La política también es un problema de síntomas, no basta con las lecturas estrechas que la reducen a datos estadísticos de encuesta, a análisis de coyuntura o dobles discursos semidemocráticos de periodistas, que se producen desde las cúpulas del poder político, mediático y fáctico. Los cambios sociales y sus formas de construcción política pasan por registros más complejos que la mera lectura inmediatista con la que la mayoría de las veces se intenta domesticar movimientos cuya naturaleza se escapa de cualquier consideración que provenga del orden establecido: ahí donde los movimientos sociales desbordan o sobrepasan las formas reguladas de representación y análisis, sin duda se opera algo que no puede ni debe ser soslayado y menos aún reducido a esquemas rudimentarios y torpes de interpretación que no hacen sino mostrar la imposibilidad de la institucionalidad de dar cuenta de los cambios complejos y profundos que una sociedad está sufriendo.
En el contexto electoral en que hoy se encuentra el país, no es difícil adivinar que me refiero a lo que ha pasado en la últimas tres semanas con las movilizaciones estudiantiles y ahora sociales que se han autodefinido Yo soy #131/ Yo soy 132. En estas notas no voy a referirme a los fenómenos y procesos de orden público ya conocidos de todos, sino más bien desearía llamar la atención sobre dos aspectos estructurales que considero que pueden aportar una perspectiva amplia y de sesgo sobre la lógica y el afecto que este movimiento ha producido y que sin duda introduce una suerte de principio de incertidumbre en la condiciones con las que el discurso político global ha intentado construir, desde al menos hace tres décadas, su noción económico-liberal de democracia. El primero tiene que ver con la implicación y la activación que se desprende de los autonombrados movimientos Yo soy 131, Yo soy 131 y uno más y Yo soy #132; el segundo con el modo en que dicha activación ha supuesto un desbordamiento de los marcos de representación y análisis del discurso político mismo y que irremediablemente nos conduce a buscar una comprensión más amplia de este acontecimiento social.
Lejos de las lecturas “paternalistas” y “compresivas” de la intelectualidad y el periodismo seudocrítico de este país que pareciera que les perdonan la vida a los jóvenes por ser tales –una actitud que sólo demuestra las falacias de una democracia que se funda en los consensos y los consuelos –, habría que poner en contexto y horizonte la potencia de significación que tiene un movimiento juvenil que se expresa en esa fórmula que al tiempo que marca identidades define intensidades.
Comencemos por el contexto: este movimiento hay que pensarlo desde un cambio histórico que involucra la noción misma de globalización y sus derivas en los discursos políticos y económicos. Las llamadas primaveras árabes, la crisis de la “zona euro”, el movimiento de los indignados son parte, al igual que el Soy #131/Soy #132 de un cambio radical en el modelo global de comprensión del mundo que desde el movimiento zapatista, el 11 de septiembre, el 11 de marzo y la crisis económica del 2008 han sido los síntomas que muestran claramente el límite de un modelo imperial de política que se encuentra en bancarrota o que, por ser generoso, no sabe ni tiene idea de por dónde resolver una fractura en la lógica misma de la representación política. Desde luego, no se trata de igualar los distintos procesos y movimientos, pero tampoco podemos ser tan ingenuos (o perversos) para, en nombre del análisis objetivo y estadístico tan caro a nuestros politólogos y periodistas, ponderar las diferencias y especificidades de estos fenómenos y producir una suerte de domesticación sociologizante y culturalista de la crisis e incertidumbre en la ideas misma del globo y la globalización por la que atraviesa la sociedad mundial en su conjunto.
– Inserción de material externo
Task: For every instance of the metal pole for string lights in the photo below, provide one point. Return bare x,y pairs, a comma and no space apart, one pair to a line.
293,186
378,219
En este contexto, al menos desde mi perspectiva, el movimiento de jóvenes no puede ni debe ser sustraído a los efectos que va produciendo el modo global de mundo. Aquí toca más bien tomarse el tiempo, es decir, ser lo suficientemente serios, para comprender las variaciones de intensidad que el modelo mundial de la globalización va produciendo en los distintos emplazamientos geopolíticos, culturales y sociales. En el caso del movimiento de estudiantes/universitarios, quizá estemos obligados a pensar en una situación donde la transición democrática (la subjetividad política) y los derechos sociales fundamentales (trabajo, seguridad, educación, salud y cultura) se encuentran en una situación de precariedad en la que los individuos no encuentran espacio real para su representación.
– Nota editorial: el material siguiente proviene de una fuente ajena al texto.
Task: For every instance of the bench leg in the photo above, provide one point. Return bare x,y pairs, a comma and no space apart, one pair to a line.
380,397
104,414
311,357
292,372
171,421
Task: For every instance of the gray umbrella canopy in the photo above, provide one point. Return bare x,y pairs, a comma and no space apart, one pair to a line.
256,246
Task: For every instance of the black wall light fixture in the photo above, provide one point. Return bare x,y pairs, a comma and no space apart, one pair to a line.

Es innegable que contra todo supuesto y torpe cálculo político, por parte del candidato del PRI y sus asesores, de emplazar un discurso guionizado, a partir de un prejuicio de clase y percepción sobre los estudiantes de la Ibero, respecto a su “plan de gobierno”, lo que se operó fue una lógica inversa con los estudiantes de esta universidad que liberó un afecto social y mostró la forma del inconsciente discursivo del priismo: su autoritarismo, su paternalismo, pero sobre todo su incapacidad para negociar la condición real de una demanda social legítima (basta con tener en cuenta el comentario del Peña Nieto sobre Atenco y las declaraciones del presidente de PRI en Ibero 90.9 para tener claro el modo de reacción del Partido Revolucionario Institucional ante el disenso).
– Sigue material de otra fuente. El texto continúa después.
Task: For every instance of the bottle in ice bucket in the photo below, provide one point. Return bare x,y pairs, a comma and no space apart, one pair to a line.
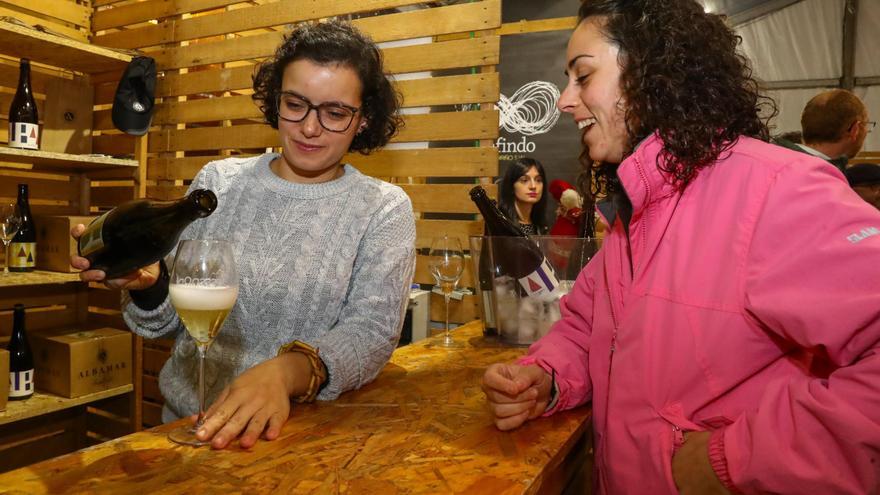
518,257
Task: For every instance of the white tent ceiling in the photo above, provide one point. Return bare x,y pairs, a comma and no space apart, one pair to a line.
797,50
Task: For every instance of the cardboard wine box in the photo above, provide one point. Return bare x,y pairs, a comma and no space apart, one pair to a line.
4,378
72,363
54,244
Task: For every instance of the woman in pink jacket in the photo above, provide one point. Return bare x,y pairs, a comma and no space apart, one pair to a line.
727,332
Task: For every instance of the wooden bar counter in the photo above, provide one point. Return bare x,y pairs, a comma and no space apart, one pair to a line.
421,427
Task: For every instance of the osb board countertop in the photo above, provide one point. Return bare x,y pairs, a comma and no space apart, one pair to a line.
421,427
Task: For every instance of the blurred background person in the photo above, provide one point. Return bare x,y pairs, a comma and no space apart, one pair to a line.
521,195
834,125
864,178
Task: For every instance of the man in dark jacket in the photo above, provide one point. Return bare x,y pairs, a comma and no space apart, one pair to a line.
834,125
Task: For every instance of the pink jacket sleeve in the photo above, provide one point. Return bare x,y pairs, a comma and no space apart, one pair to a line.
566,347
812,277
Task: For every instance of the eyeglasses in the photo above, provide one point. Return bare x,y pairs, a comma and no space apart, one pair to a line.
335,117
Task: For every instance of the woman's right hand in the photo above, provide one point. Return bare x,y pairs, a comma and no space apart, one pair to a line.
516,393
142,278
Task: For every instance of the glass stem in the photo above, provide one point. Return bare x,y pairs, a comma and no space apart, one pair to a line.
446,297
202,350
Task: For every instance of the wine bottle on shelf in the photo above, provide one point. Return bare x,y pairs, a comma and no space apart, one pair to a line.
23,248
516,255
141,232
21,361
24,126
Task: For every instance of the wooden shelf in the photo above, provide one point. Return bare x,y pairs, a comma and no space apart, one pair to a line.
63,161
43,403
36,277
25,42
La pobre retórica contra los detractores del plan de gobierno del candidato priista es muestra de esto. Habría que hacer un esfuerzo de análisis e imaginación para observar que el asunto es algo más complicado que las firmas de compromisos, los cuales –y esto dicho con ironía – necesitarían como 450 años para poder ser cumplidos… ¿La intentona del inconsciente priista de instalarse otros 70 años en el poder? En todo caso, al antipeñismo no significa un pro algo o a alguien sino una figura que plantea condiciones inéditas –o tal vez no tanto– desde donde pensar el estatuto de la política y una definición de Estado en una sociedad y una afectividad colectiva que es presentada pero no representada, de pensar la condición precaria en la que se encuentran los individuos ante su imposibilidad de devenir sujetos políticos.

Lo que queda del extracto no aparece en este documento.